三月、島の南の小高い上比屋(ウイピヤー)山遺跡に佇むと、
周りは果てもない海の青さと大空の広がり。
むかしむかしのこととは言え、いまでも
防壘の跡には、みどり滴るガジュマルの樹が茂り、
海岸線には、巨大な斧を画然と振り下ろし、
一刀両断にしたムイガー断崖が、自然の砦を形成し、
要塞としての地の利は、他に類を見ない。
明代の漢籍である『倭国事略』には、
「中国ニ進入スル倭寇ハ、九州ノ五島或ヒハ
薩摩ヨリ出発スルガ、モシ東北ノ風烈シケレバ、
琉球ニ至リテ風ノ変化ヲ観察シ、北風多ケレバ広東ニ、
東風多ケレバ福建ニ侵入スル」と記載されている。
確かにかれら倭寇は意のままに無防御の島嶼を占拠し、
堅固な見張り所を各地に築造して、
四六時中、海流に乗って移動する大魚はむろん、
これという収奪のチャンスが到来すると、
きっと疾風の如く襲撃して、獲物を得ていたはずだ。
だが、現在という時間と空間では、意図的に
「不安定の弧」に包含された沖縄の島々は、
かつての倭寇の防壘の脅威どころでない。
地球規模での戦略体制下の最重要拠点として、
何時までその存在意義を誇示しなければならないのか。(2007・12・30)
「琉球弧」の今と昔に思いを馳せた作品ですが、その規模の違いについて考えさせられます。「倭寇」はせいぜい「北は東シナ海に、東はフィリピン海」程度でしたが、現在では「かつての倭寇の防壘の脅威どころでな」く、「地球規模での戦略体制下の最重要拠点」となっています。倭寇の場合は同じアジア人同士、現在は全くの異民族、という観点は無意味でしょうが、米国軍人の沖縄県民に対する暴虐を見聞きしていると、そうも言いたくなります。本当に「何時までその存在意義を誇示しなければならないのか」と思いますね。
○個人詩誌『魚信旗』43号 |
2008.1.15
埼玉県入間市 平野敏氏発行 非売品 |
<目次>
名札 1 気分 4 峠にて 6
鶴 7 交差点で 8 後書きエッセー 10
峠にて
峠に立って
紅葉も黄葉も目いっぱい吸って
過ぎた日の新緑と混ぜ合わせて
歩いてきた道のりをふとふりかえると
うしろはもう冬景色であった
来た道が凍って
人の帰りを拒絶し
冷(すさ)まじい老いが冬の陣を占めている
謀(たばか)るものもなく
夜の匂いだけが吹く冥(くら)い坂道をくだるだけ
急ぐなかれと疎(おろ)かな声が聞こえる
山の出口から逃げ切れるものではないと
焦るほど先人の箴言を思い出す
山にはまだ通らなければならない人道(ひとみち)が迷路状に続き
行き止まりには老人ホームなどの終末施設がある
お世話になるかもしれない他界である
古びた肌着の洗濯物がひらめいて
山の奥地にも立派な温みのこもる家がある
峠をくだって目にするものの一つである
星のように眠りたい
風のように消えたい
そう願い続けてきた人も
紅葉や黄葉に見とれたあとの大きな寂寥感
ときにはコウヨウとは死へのスイッチでもあるとか
美しいものにかくされた最後の戦慄(わななき)
「過ぎた日の新緑と混ぜ合わせて」というフレーズに惹かれましたが、書かれている内容は「冬景色」です。紅葉のあとに訪れるものを考えると、確かに「コウヨウとは死へのスイッチ」なのでしょう。死を受け入れて「星のように眠りたい/風のように消えたい」と私も願いますが、どうなることやら…。しかし、この作品で救われるのは「山の奥地にも立派な温みのこもる家がある」というフレーズです。最期まで人の温みを感じる気持を失わずに生きていたいものです。

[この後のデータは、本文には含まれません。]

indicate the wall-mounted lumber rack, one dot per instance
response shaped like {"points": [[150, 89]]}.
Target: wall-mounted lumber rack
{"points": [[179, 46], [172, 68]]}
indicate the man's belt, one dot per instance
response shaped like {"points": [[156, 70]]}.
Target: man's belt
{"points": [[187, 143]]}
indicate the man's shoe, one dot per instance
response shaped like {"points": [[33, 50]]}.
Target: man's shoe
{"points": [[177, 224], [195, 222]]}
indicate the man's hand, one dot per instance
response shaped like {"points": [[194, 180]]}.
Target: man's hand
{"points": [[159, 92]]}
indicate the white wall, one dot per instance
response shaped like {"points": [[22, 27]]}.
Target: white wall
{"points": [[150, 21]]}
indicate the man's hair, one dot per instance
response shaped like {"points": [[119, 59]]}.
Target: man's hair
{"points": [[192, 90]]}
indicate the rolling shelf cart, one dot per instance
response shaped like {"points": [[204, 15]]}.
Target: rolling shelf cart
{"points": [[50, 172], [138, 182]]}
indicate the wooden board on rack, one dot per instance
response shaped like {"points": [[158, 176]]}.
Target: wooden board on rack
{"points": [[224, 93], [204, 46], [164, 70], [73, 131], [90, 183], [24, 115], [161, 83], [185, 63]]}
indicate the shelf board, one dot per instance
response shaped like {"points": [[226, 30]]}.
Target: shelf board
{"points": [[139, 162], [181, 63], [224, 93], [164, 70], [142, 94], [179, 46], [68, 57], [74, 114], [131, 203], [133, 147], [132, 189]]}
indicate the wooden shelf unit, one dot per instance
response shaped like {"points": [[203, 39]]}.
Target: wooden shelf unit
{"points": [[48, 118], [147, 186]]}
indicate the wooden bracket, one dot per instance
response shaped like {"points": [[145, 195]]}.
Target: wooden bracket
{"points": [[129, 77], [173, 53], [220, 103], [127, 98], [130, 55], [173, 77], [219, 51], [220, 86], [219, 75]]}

○水崎野里子氏詩歌集 『Admiring World Beauties』 |
2007.8 Edizioni Universum Trento,Italy |
Contents
Tanka: Dragonflies 5
Tanka: The Tears of Frenzy 6
Tanka: A Wife of a Defending Soldier 7
Tanka: At The Cherry Blossoms Watching Party: No.2 9
Tanka: The Robe for Love 11
Tanka: Your Eyes 13
Tanka: The Sun in Xinjiang 15
Tanka: In Mongolia 17
Tanka: At Argentine 19
The Elegance 21
A Pity 25
Dews 31
I am Kannon Goddess 33
I am Hayato 37
At Yakushiji Temple: In Nara 41
To You 45
The Mountain 49
My Song 53
My Heart 55
The Window 57
Noriko Mizusaki 59
The Window
I open the window
so as for your wind to come into
bathing in the morning sun
I open the window
your wind passes through
and gone
kidnapping yesterday's sorrows
they would turn into clouds
then
fall on the earth
in the form of rain
so
now
I have no more sorrows
now
the sight of your wind
gently strikes the sky
英語とイタリア語で書かれた歌集と詩集です。恐る恐る最後の詩を翻訳してみます。まず、インターネットの翻訳エンジンを使うと次のようになりました。
窓
私は窓を開けます。
したがって、入る朝日を浴びるあなたの風のように
私は窓を開けます。
あなたの風は通り抜けます。
そして、過ぎ去る
昨日の悲しみを誘拐します。
彼らは雲に変わるでしょう。
その時
地球に落ちてください。
雨のフォームで 姿形
そのように
現在
私には、それ以上の悲しみが全くありません。
現在
あなたの風の光景
そっと、空を打ちます。
かなりいいところまで行っていますが、これではちょっとね。誤訳、過剰な意訳を怖れずに訳してみます。
窓
窓を開ける
朝日を浴びた風が入ってくる
窓を開ける
風は通り抜け
過ぎ去り
昨日の悲しみを連れ去っていく
風は雲になるだろう
そして
雨となって地上に落ちてくる
だから
もう悲しまない
いま
風の眼は
やさしく空を射る
I と Your
は意図的に訳しませんでした。どこかの行で
Your wind
を強引に入れたかったのですが、ちょっと無理でした。それにしても、風が昨日の悲しみを連れ去っていくというくだり、見事です。